The che sera sera attitude of the old-timer foreigners also seems much the same as it was then. We have got to know quite a few of them: they make money easily and lose it equally fast, shrug their shoulders and start again. They’re always optimistic that they will get out when things are at the top, but often are plunged into disaster too fast to save themselves.

One thing has changed: then there was an immensely powerful President who enforced his rule by capricious arrests and executions. He had the power to make or break people overnight and didn’t hesitate to use it. Today’s President is retiring to the point of being a recluse. He never speaks in public apart from the occasional ceremonial event, and influences affairs by spending money, the only tool he really has.

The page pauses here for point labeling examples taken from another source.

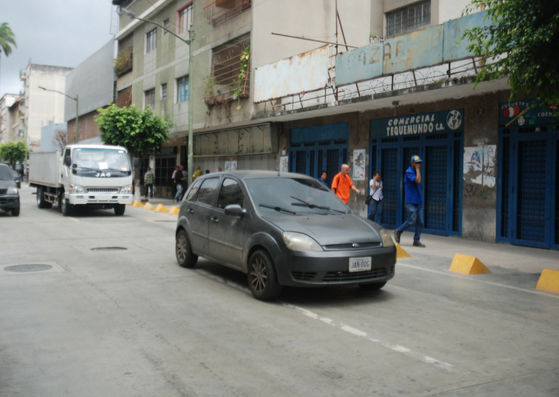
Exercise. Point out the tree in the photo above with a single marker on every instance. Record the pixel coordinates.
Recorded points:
(14, 152)
(7, 39)
(139, 131)
(521, 43)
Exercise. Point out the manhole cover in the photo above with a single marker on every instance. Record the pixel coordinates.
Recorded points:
(109, 249)
(27, 268)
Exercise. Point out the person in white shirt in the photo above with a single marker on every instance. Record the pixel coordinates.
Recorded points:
(375, 206)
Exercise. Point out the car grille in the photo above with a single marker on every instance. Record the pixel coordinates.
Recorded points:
(303, 276)
(101, 189)
(347, 276)
(350, 246)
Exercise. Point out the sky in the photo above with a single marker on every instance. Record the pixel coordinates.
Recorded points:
(52, 32)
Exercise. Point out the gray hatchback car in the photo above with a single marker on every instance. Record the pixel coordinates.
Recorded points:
(281, 230)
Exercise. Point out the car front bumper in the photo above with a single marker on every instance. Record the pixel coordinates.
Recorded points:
(9, 202)
(332, 267)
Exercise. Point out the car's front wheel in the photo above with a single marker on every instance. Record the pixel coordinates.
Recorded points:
(372, 286)
(183, 251)
(261, 275)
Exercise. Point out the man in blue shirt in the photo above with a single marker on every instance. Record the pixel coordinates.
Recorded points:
(414, 202)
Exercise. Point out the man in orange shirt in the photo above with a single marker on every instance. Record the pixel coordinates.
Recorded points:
(342, 184)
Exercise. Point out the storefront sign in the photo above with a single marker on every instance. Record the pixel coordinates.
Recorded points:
(425, 123)
(524, 114)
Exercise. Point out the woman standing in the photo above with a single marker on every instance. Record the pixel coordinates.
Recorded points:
(375, 206)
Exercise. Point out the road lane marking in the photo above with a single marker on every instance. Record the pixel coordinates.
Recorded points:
(359, 333)
(536, 292)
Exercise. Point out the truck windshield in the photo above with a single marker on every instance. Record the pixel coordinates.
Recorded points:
(109, 162)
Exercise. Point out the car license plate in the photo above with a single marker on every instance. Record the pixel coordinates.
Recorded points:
(360, 264)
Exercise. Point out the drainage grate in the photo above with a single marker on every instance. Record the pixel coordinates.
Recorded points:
(109, 249)
(27, 268)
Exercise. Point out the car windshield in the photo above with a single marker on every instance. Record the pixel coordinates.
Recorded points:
(88, 162)
(295, 196)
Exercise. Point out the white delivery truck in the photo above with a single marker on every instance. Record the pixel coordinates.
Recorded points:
(83, 176)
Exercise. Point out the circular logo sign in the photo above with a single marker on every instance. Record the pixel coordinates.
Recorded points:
(454, 119)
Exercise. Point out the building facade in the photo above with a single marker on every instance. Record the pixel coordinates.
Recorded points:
(395, 84)
(41, 107)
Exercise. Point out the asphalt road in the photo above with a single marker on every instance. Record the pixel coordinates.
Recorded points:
(131, 322)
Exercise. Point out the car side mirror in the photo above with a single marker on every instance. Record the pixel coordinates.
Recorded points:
(235, 210)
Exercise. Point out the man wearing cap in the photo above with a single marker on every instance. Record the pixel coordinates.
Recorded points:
(414, 203)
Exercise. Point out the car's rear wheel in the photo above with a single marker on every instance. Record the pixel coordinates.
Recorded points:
(183, 251)
(261, 275)
(372, 286)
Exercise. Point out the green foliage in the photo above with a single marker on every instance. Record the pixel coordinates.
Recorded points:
(12, 152)
(141, 132)
(7, 39)
(521, 43)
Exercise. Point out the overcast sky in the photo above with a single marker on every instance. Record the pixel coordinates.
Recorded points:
(52, 32)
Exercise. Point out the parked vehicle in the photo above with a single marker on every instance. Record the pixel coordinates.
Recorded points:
(281, 230)
(9, 193)
(84, 176)
(17, 178)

Be that as it may, the book makes one reflect on the experience of living here. Like Naipaul we have been struck by the friendliness of the people and the magnitude of the problems that they face with apparent insouciance, We’ve also seen our share of silly grand projects (though not quite as grand or silly as some of the Mobutu ones) which either fizzle out in a few weeks or are completed but stand idle, such as a hospital built in Kinshasa to celebrate 50 years of independence that has stood empty for two years. We’ve also witnessed changes in Kinshasa which make it quite different from the dysfunctional place it used to be.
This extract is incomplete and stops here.